While Australia has been a pioneering adopter of BIM in certain key areas, some experts contend that greater effort is needed to maintain and upgrade skill levels across the engineering and construction sectors as whole.

According to Christopher Byrne, a teacher at the Swinburne University of Technology, BIM expertise continues to remain highly inconsistent amongst engineers and building sector professionals within Australia.

Christopher Byrne

Christopher Byrne

“The skill level of people in our industry varies widely – from people who are proficient in their field and able to implement BIM management plans, to those who ask us ‘what is this BIM thing?’” said Byrne. “And even when we see great examples of people working with BIM, it is generally a pocket within the organisation rather than the whole supply chain.”

According to Byrne, a number of training and education options are already on the market that cater to both clients and members of industry across a range of expertise levels in order to either build skills or remedy knowledge deficits.

These training options vary tremendously, however, in depth, quality and cost, with many courses failing to address the full potential of available tools.

“The problem is that there are some courses out there that are only meeting minor industry needs,” said Byrne. “We’ve seen vocational courses of competency pop up across the state, where they just put an arbitrary figure up there and get people to come along in order to teach them BIM.

“From our research we’ve noticed that they’re really about BIM from just a design perspective, so not really about BIM itself.”

In terms of a BIM primer for novices, Byrne points to the benefits of more informative and comparatively inexpensive one-day sessions that can clear up misconceptions on the technology and provide people with a better idea of its potential capabilities.

“We’re finding there a lot of misinformation out there on BIM and much training and information appears to silo-driven– so BIM from just an engineering or design point of view,” he said. “Most people still think BIM is just 3D modelling with clash detection.”

“We’re running some information sessions and one day workshops on exactly what BIM is and how it relates to them – so taking it back one step.”

Byrne points to the utility of having two different sets of such courses – one for industry, for which the price is around several hundred dollars per head, and another for potential BIM clients, which is provided free of charge.

“Being a university, we want to educate the first port of call, which is the client – helping them understand what BIM is and why they might need it,” he said. “We don’t charge for these because they’re more about raising awareness of BIM potential.”

At the more sophisticated end, BIM education in Australia encompasses project simulations for advanced professionals and training within tertiary curricula.

“You also have some more expensive courses that are three day virtual projects courses that are multi-disciplinary – so they could be anywhere from fifteen hundred dollars to two and a half grand,” said Byrne.

“They’re quite detailed and in-depth – they take somebody through their component of a BIM project working in collaboration with the other disciplines – the architects, engineers and construction professionals in the room.”

In addition to standalone one-off training sessions, university institutions are also beginning to include BIM in their established curricula.

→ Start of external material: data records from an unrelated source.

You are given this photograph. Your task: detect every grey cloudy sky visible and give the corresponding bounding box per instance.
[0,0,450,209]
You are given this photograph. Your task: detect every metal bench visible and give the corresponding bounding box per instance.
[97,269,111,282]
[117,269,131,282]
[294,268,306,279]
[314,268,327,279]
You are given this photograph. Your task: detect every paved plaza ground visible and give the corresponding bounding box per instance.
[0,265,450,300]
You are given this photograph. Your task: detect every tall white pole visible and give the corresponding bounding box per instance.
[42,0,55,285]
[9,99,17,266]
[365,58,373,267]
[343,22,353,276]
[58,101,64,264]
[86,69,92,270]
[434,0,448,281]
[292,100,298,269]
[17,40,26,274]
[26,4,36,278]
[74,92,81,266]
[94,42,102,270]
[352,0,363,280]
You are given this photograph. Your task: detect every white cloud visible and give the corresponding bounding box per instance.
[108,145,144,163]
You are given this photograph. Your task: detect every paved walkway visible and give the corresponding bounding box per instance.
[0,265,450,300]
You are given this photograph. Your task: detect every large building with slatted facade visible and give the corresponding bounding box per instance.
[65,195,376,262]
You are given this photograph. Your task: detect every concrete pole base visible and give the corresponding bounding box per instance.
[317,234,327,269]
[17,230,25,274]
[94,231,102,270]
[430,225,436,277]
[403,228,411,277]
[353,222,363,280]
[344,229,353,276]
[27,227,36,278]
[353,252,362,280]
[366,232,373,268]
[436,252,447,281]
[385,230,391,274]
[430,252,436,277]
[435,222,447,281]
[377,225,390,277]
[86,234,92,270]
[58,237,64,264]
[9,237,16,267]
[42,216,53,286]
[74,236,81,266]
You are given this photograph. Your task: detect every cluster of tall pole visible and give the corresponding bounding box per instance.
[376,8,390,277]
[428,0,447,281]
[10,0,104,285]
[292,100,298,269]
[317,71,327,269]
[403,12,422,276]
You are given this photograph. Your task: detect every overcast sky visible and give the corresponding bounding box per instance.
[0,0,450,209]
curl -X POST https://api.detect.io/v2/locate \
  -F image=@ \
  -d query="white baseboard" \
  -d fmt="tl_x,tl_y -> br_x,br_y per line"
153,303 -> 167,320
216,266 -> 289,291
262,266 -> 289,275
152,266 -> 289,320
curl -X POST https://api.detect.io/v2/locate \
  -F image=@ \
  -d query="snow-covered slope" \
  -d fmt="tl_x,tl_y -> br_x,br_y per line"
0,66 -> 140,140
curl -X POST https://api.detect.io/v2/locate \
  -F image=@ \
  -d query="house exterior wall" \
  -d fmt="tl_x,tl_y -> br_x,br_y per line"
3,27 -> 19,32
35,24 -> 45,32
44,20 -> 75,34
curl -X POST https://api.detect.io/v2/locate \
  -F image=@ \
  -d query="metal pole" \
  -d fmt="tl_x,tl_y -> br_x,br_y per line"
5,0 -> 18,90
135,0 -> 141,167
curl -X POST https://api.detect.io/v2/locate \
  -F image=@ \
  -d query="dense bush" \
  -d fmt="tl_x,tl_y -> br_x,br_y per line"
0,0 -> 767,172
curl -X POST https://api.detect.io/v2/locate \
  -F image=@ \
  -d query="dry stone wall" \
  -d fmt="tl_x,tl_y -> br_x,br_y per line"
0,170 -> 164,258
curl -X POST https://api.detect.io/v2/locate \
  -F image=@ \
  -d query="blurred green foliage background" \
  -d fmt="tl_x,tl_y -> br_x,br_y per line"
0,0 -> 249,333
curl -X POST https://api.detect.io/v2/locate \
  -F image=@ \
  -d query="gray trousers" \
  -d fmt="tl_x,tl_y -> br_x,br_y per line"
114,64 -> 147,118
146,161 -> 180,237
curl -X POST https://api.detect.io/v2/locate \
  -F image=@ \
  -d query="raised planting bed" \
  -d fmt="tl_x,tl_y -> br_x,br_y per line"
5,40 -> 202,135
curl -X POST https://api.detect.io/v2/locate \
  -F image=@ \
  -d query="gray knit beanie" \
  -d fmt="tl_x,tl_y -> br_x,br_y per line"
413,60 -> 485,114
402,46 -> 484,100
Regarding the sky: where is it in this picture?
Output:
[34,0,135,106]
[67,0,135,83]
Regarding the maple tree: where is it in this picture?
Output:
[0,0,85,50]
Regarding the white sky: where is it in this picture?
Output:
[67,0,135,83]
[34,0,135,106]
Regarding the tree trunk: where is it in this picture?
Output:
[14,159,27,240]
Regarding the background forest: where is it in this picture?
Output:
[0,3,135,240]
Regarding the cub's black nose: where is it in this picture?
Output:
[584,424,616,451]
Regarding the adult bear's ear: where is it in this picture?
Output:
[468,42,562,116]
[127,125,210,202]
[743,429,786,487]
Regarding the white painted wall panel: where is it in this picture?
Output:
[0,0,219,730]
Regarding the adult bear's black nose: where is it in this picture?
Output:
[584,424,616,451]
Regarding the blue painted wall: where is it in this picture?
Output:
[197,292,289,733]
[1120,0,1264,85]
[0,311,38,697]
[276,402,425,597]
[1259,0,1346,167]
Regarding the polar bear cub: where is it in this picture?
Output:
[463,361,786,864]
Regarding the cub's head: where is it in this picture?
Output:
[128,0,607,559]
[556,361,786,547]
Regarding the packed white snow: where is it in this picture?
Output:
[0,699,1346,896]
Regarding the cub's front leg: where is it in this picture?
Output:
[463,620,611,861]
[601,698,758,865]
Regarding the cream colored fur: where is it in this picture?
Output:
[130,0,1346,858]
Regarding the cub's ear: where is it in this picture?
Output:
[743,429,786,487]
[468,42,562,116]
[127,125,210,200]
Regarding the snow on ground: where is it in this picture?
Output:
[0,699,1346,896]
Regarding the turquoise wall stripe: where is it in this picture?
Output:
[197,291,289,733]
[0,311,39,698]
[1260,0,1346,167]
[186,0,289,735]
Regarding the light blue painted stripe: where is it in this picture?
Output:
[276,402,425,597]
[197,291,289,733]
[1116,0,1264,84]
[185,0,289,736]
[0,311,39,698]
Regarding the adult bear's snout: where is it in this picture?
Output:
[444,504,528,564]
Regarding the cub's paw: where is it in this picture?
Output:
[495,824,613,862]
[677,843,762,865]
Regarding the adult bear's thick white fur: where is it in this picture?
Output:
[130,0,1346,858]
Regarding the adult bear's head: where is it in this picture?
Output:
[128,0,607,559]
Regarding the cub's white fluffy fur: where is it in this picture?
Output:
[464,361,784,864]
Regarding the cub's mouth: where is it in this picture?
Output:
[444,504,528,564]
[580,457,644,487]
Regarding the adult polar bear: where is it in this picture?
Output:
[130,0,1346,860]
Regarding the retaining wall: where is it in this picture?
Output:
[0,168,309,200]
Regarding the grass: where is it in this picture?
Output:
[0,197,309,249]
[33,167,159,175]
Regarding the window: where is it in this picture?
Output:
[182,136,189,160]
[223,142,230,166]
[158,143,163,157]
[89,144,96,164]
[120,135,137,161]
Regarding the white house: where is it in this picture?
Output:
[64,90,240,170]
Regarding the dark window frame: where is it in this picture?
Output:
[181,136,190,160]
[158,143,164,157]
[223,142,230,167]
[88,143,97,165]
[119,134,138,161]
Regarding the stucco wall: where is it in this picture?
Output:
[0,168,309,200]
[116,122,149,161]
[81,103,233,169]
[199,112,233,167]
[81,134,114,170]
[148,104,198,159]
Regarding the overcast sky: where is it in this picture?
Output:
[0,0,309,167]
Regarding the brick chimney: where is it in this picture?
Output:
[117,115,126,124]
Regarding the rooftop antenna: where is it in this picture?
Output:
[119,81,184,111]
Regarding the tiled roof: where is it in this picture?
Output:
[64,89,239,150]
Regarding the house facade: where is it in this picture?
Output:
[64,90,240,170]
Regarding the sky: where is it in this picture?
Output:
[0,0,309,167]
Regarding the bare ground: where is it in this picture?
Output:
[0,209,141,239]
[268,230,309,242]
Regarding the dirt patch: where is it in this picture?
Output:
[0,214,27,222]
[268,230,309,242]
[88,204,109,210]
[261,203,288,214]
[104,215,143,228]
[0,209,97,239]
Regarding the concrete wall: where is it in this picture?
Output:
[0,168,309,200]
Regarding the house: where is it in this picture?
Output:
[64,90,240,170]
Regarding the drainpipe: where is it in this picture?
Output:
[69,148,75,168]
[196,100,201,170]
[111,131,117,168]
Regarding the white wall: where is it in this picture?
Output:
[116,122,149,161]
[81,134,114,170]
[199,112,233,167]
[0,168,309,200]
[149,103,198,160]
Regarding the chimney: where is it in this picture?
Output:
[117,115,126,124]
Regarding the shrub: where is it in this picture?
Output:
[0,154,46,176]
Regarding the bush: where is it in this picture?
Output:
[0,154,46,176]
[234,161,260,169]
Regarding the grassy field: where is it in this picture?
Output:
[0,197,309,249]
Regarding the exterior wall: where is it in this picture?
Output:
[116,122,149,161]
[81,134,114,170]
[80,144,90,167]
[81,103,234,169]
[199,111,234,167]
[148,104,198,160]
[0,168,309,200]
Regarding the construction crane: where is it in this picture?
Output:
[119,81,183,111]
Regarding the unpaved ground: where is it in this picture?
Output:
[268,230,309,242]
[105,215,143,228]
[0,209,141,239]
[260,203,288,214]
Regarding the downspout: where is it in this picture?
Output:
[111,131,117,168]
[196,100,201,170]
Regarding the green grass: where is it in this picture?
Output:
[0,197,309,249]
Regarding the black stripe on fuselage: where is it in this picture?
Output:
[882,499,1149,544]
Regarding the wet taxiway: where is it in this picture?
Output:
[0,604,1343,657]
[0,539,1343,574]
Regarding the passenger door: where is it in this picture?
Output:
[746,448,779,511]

“You also have BIM training in the form of course units within a degree that link in with architecture, engineering, and would be charged as such,” Byrne said.

While there is still no nationwide government funded platform for BIM training, Byrne nonetheless feels that existing measures instituted by the education sector are more than sufficient.

“Current training platforms should definitely be capable of satisfying the future BIM needs of industry,” he said. “We’re definitely on the right track for what a BIM standard of education should be.”